Lithium Abundances of the Super-Metal-Rich Open Cluster NGC 6253

TL;DR

This study investigates lithium abundances in the super-metal-rich open cluster NGC 6253, revealing how metallicity influences lithium depletion and providing insights into stellar evolution and Galactic lithium production.

Contribution

It presents the first detailed lithium abundance analysis of a super-metal-rich cluster, expanding understanding of metallicity effects on stellar lithium depletion.

Findings

Higher metallicity correlates with greater lithium depletion.

The Li gap's position in temperature is independent of metallicity.
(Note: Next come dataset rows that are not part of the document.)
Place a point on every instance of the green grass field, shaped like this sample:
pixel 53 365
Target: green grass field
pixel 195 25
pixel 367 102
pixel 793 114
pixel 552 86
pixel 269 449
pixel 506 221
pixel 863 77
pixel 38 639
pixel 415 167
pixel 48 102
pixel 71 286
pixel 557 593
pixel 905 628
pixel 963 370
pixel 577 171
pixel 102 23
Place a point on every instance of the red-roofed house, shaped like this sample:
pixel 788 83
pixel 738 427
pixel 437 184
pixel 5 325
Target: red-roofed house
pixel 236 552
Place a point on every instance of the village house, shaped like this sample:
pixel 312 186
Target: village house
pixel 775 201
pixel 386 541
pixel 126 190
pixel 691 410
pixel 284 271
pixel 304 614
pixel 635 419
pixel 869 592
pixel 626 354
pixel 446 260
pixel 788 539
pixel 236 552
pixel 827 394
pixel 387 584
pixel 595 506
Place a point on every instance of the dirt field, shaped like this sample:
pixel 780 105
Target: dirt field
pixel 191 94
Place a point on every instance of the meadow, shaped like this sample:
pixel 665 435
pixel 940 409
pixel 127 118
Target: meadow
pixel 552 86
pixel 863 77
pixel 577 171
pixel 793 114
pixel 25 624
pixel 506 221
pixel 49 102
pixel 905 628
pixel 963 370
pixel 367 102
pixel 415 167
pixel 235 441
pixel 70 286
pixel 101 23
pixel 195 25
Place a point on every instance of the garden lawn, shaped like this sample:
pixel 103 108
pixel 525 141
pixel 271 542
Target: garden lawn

The Li gap's position does not evolve with age.

Abstract

High-resolution CTIO 4-m/HYDRA spectroscopy of the super-metal-rich open cluster NGC 6253 ([Fe/H]=+0.43+/-0.01) has been used to study the stellar lithium (Li) abundances near the cluster's turnoff. NGC 6253 greatly expands the range of [Fe/H] for clusters that have a Li abundance analysis. This is important for studying the complicated effects of, and potential correlations with, stellar Fe abundance on surface Li abundance. Comparisons to the younger and less-metal-rich Hyades and to the similarly-aged but solar-metallicity M67 show that NGC 6253's Li abundances are qualitatively consistent with the prediction, from Standard Stellar Evolution Theory, that higher-metallicity stars have a greater Li depletion. Comparison with M67 provides evidence that the more-metal-rich NGC 6253 had a higher initial Li, which is consistent with expectations from models of Galactic Li production. NGC 6253 is also compared to the intermediate-aged NGC 3680, NGC 752, and IC 4651 open clusters. Comparison of the Li-gap positions in all six clusters shows: a) the gap's position in Teff is independent of metallicity, but b) higher-metallicity clusters have their gaps in higher-mass stars. In addition, the Li gap's position is shown not to evolve with age, which provides an important constraint for the non-standard depletion mechanisms that may create the Li gap.